Tinha sido um domingo como qualquer outro. Até que, naquela noite, resolvemos tomar uma saideira em um restaurante no Leme, na Zona Sul do Rio de Janeiro.

Dali a algumas horas, eu seria vítima de um atentado.

Era 27 de outubro de 1986. Eu tinha 22 anos e não sabia quem era Waldemir Paes Garcia —embora, duas semanas antes, tivesse saído uma reportagem sobre ele no Jornal do Brasil.

Ele estava em uma mesa perto de nós com umas meninas e mais duas pessoas. Olhamos, fizemos algum comentário entre nós e não houve mais nada além disso —nenhum gracejo, nenhum sinal, nenhuma mensagem, apenas olhares.

Ao centro, o contraventor Waldomiro Garcia, conhecido como Maninho, acompanhado dos bicheiros Anizio Abrahão David (à esq.) e Miro Garcia (à dir.)
Ao centro, o contraventor Waldomiro Garcia, conhecido como Maninho, acompanhado dos bicheiros Anizio Abrahão David (à esq.) e Miro Garcia (à dir.) - Luiz Carlos David - 8.fev.89/Folhapress

Já era tarde quando saímos. Tarcísio sentou no banco do motorista, eu no do carona e nosso amigo no de trás. Reparei que Waldemir estava saindo do restaurante. Olhei para uma das meninas, mas fiz comentários para meus amigos apenas —ela era, depois soube, a Sabrina [mulher de Maninho].

"Tá olhando muito! Vai lá e fala com elas!", disse Waldemir irritado, se aproximando do vidro.

Apenas balancei a cabeça, em sentido negativo. Ele deu um chute no vidro com a sola do pé. Outra pessoa que estava com ele quebrou o retrovisor também com um chute.

Arrancamos com o carro. Quando estávamos no túnel ali perto, vi o carro com Waldemir ao volante, que nos fechou pelo lado direito, enquanto um outro veículo nos fechava pela esquerda.

Olhei para Waldemir, balancei a cabeça negativamente mais uma vez e vi que outro carro surgia entre nós dois.
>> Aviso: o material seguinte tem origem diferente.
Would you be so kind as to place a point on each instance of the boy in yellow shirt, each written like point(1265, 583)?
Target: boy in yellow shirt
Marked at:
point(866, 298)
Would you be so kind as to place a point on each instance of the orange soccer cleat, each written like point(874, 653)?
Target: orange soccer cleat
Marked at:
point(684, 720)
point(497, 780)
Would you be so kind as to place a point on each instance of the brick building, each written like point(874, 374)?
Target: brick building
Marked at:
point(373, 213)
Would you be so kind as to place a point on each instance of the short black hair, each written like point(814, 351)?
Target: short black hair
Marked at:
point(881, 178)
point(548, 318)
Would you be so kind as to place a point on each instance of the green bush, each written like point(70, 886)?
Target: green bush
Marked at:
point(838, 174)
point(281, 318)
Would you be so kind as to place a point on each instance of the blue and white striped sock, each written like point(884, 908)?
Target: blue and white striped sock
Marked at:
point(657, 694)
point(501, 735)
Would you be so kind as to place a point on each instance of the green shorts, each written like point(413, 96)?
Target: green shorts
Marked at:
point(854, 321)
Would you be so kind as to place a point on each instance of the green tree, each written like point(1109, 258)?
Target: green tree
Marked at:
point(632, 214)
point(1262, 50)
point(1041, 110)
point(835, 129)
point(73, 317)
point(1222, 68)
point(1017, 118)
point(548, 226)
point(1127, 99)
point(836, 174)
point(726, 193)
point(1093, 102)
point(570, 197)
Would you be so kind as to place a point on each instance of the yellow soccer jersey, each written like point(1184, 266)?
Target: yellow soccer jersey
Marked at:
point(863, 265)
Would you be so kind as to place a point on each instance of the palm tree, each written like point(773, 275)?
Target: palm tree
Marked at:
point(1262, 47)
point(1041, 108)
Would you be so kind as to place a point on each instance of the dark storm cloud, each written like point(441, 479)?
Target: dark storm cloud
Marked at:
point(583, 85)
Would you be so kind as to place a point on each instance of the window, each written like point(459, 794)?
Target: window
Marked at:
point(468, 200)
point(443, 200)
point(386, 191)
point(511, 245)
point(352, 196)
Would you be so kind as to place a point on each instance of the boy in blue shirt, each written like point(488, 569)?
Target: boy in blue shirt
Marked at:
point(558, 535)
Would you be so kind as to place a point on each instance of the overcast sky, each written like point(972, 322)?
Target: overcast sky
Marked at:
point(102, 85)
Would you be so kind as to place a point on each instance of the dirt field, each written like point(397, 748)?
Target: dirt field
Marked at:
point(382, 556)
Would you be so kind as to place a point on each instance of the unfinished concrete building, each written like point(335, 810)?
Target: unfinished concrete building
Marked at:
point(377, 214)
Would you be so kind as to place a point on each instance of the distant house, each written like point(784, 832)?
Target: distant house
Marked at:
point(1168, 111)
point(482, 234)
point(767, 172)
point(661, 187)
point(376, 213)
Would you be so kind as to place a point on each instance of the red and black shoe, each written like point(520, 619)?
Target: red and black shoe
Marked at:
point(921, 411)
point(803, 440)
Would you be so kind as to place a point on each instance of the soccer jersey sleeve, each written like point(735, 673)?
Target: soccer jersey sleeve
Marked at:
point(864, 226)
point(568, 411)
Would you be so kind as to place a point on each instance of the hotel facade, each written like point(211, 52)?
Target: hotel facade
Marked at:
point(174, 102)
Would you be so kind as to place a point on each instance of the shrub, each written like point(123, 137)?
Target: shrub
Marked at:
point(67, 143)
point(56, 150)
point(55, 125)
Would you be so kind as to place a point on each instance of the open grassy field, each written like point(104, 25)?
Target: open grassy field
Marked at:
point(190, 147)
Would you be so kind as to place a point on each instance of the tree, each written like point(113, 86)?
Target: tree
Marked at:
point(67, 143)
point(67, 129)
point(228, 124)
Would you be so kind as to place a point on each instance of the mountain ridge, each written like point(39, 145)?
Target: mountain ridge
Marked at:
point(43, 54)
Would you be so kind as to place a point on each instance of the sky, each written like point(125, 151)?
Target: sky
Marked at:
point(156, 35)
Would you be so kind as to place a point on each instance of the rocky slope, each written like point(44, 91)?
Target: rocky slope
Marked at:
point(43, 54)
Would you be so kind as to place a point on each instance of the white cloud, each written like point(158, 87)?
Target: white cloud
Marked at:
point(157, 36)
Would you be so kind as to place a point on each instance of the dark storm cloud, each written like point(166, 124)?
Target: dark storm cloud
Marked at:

Senti uma sensação estranha. Como se minhas pernas tivessem batido uma na outra e eu tivesse perdido o comando delas. Era como se meus membros inferiores não existissem.

Não me lembro de ouvir o som dos tiros. Mas tinha sido atingido por um dos três disparos feitos contra nosso carro. Depois, entendi a sensação: uma bala tinha passado raspando por meu braço e me atingido na coluna, raspando uma das minhas vértebras.

Cirurgia de emergência. Quatro dias no Hospital Municipal Miguel Couto.

Tentava mexer o pé, tentava mexer a perna, a cara do médico não era boa. Nenhuma mobilidade do lugar do tiro para baixo. Paraplégico.

Sentia muita dor, muita angústia, muita ansiedade. Um médico veio até meu leito um dia, com uma mensagem de esperança, quando eu não conseguia sentir esperança: havia chances de eu um dia andar outra vez. Apenas chances.

Comecei em seguida um longo tratamento de reabilitação. E ali minha cabeça começou a mudar.

No centro de reabilitação, houve algo mágico: de repente, passei a ter a sensação de que quem andava é que era diferente, não eu.

Depois de ter minha vida salva por um hospital público, pude fazer uma fisioterapia de altíssima qualidade. Passados oito meses, consegui sair da cadeira de rodas. Com muletas, como ando até hoje, com talvez 60% da mobilidade recuperada.

Lembro ainda os primeiros passinhos.

Fiz também tratamento em Cuba e, por essa experiência, acho que hoje as pessoas não têm critérios quando criticam aquele pobre país. Fui maravilhosamente bem atendido, não gastei um tostão.

Minha visão de mundo começou a ficar diferente. Hoje, sinto a obrigação de contar minha história, porque minha experiência vai além do atentado que sofri.

Existe vida depois de algo assim. Impedido de jogar futebol ou vôlei, lembro ainda quando descobri a natação: percebi que eu flutuava, tive uma sensação de uma enorme liberdade, como se estivesse resgatando algo em mim.

Em termos de sensibilidade, me sinto até melhor do que antes. Vi que há pessoas dispostas a cumprir um papel na vida dos outros e que podemos construir uma vida de maior empatia com nossos semelhantes —e até conquistar uma maior felicidade interior.

A música sempre me ajudou muito. Wagner, Mozart, Milton Nascimento e outros. Há um verso de Caetano que diz "quem é ateu e viu milagres como eu...." —assimilei muito essa ideia.

Existe muita vida após a deficiência. No início é o caos, mas, depois, vi minha capacidade de entender os outros ser ampliada. Podemos construir uma existência até mais rica do que antes. E quero contar esta história para quem está no começo dessa angústia.